Gold exchange-traded funds (ETFs) in the U.S. have once again taken the lead in assets under management, surpassing the newly emerged American Bitcoin ETFs. This shift can be attributed to the recent surge in the traditional risk-off asset to a record high, coupled with a slump in Bitcoin’s value.

As per data provided by VettaFi, ETFs providing investors exposure to the price of gold are currently managing close to $150 billion in assets. This stands in contrast with the 11 Bitcoin ETFs, which were approved by the SEC last year and presently manage over $93 billion in assets.

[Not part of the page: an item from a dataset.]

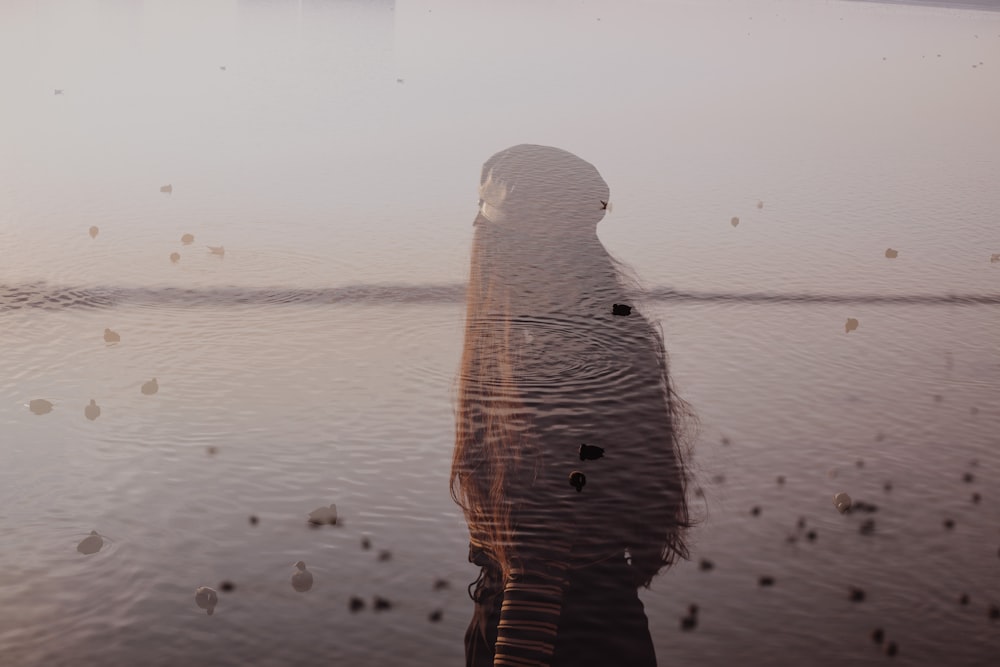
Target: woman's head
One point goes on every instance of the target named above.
(541, 342)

In December, Bitcoin ETFs briefly outshone their gold counterparts, a development attributed to the cryptocurrency’s price surge following the election of Donald Trump as U.S. President. His policies were widely anticipated to augment the digital asset industry. Bitcoin reached an all-time high in January, nearly hitting $109,000 on the day of Trump’s inauguration. However, since then, the cryptocurrency has been on a steady decline and recently traded around $84,000, down by approximately 25% from the record high.

This contrast in fortunes has coincided with gold hitting a record price of $3,014 per ounce. Investors, unnerved by the new president’s trade war, appear to be seeking less volatile investments. Gold, a traditional safe-haven asset, is often favored during periods of economic turbulence.

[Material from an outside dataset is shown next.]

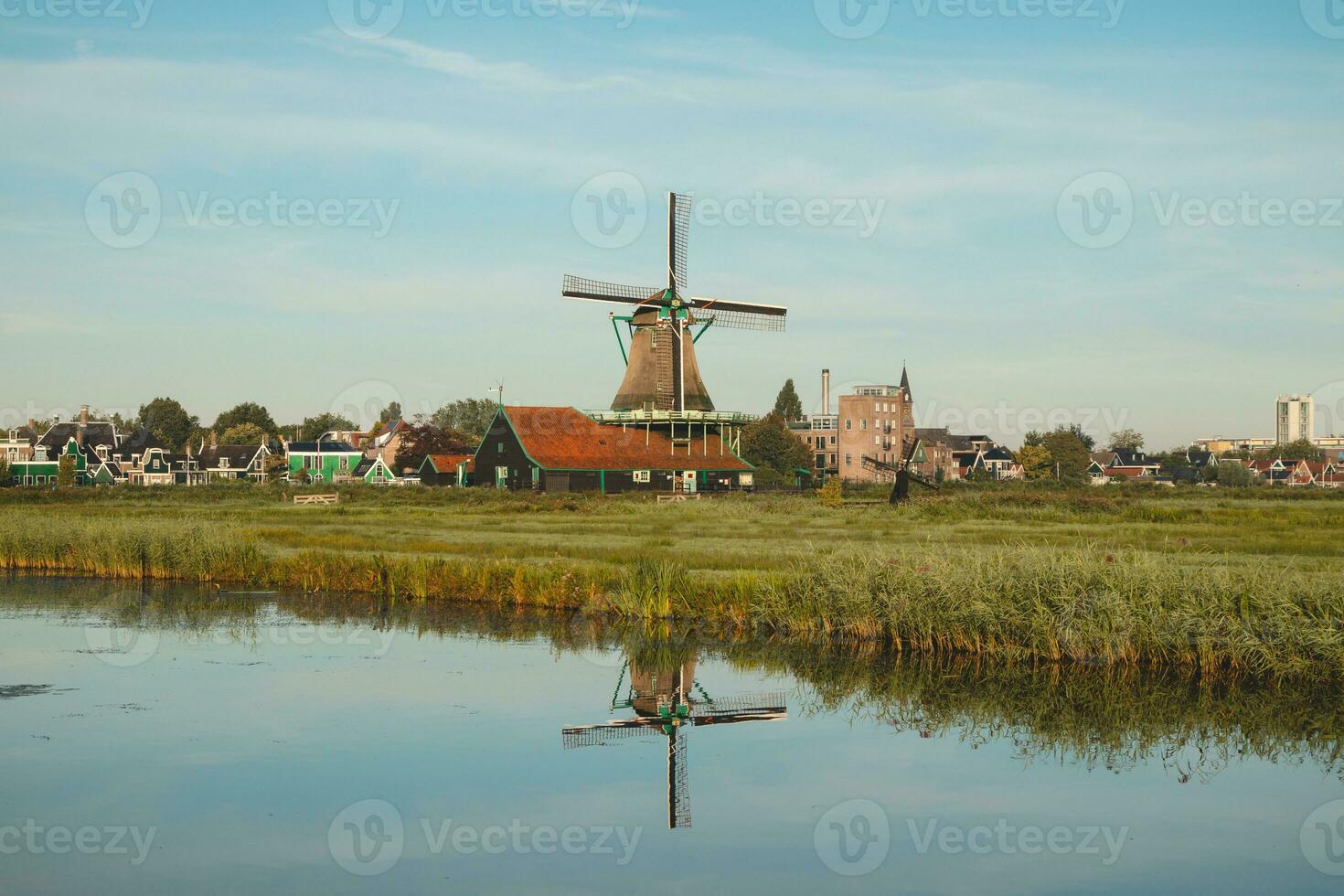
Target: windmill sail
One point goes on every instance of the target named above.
(595, 291)
(679, 240)
(661, 369)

“Bitcoin does possess some safe-haven qualities, but of late, it has behaved more like a risk asset. That’s why we’ve seen more outflows in those spot ETFs,” explained Kent Thune, Senior Content Editor at etf.com, who manages research at the publication. He underscored gold’s status as an inflation hedge and safe-haven investment in the current economic climate.

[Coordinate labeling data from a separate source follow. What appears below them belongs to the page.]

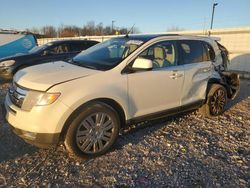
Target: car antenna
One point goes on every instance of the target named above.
(130, 31)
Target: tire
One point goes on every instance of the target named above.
(215, 103)
(93, 131)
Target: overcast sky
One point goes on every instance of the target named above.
(147, 15)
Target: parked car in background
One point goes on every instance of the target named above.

Last year, the newly approved Bitcoin ETFs exceeded expectations as previously crypto-locked investors flooded the market with new capital. Just one month after trading commenced, these funds collectively breached $3 billion in net flows, surpassing the launch of gold ETFs two decades earlier.

However, macroeconomic uncertainties and traders’ concerns about Trump’s policies have led to substantial outflows this year, contributing to the decline in Bitcoin’s price.

Despite this, Bloomberg ETF analyst Eric Balchunas suggests that this trend could soon reverse, referring to Bitcoin as the real “hot sauce.”

“It’s not really a reflection of customer interest,” he clarified, attributing gold’s resurgence to market forces. Balchunas argued that most investors prefer stocks and bonds and are attracted by the speculative nature of Bitcoin. “Gold isn’t hot sauce,” he said. While gold may have won the recent battle, Balchunas believes that Bitcoin could win the war in the medium to long term.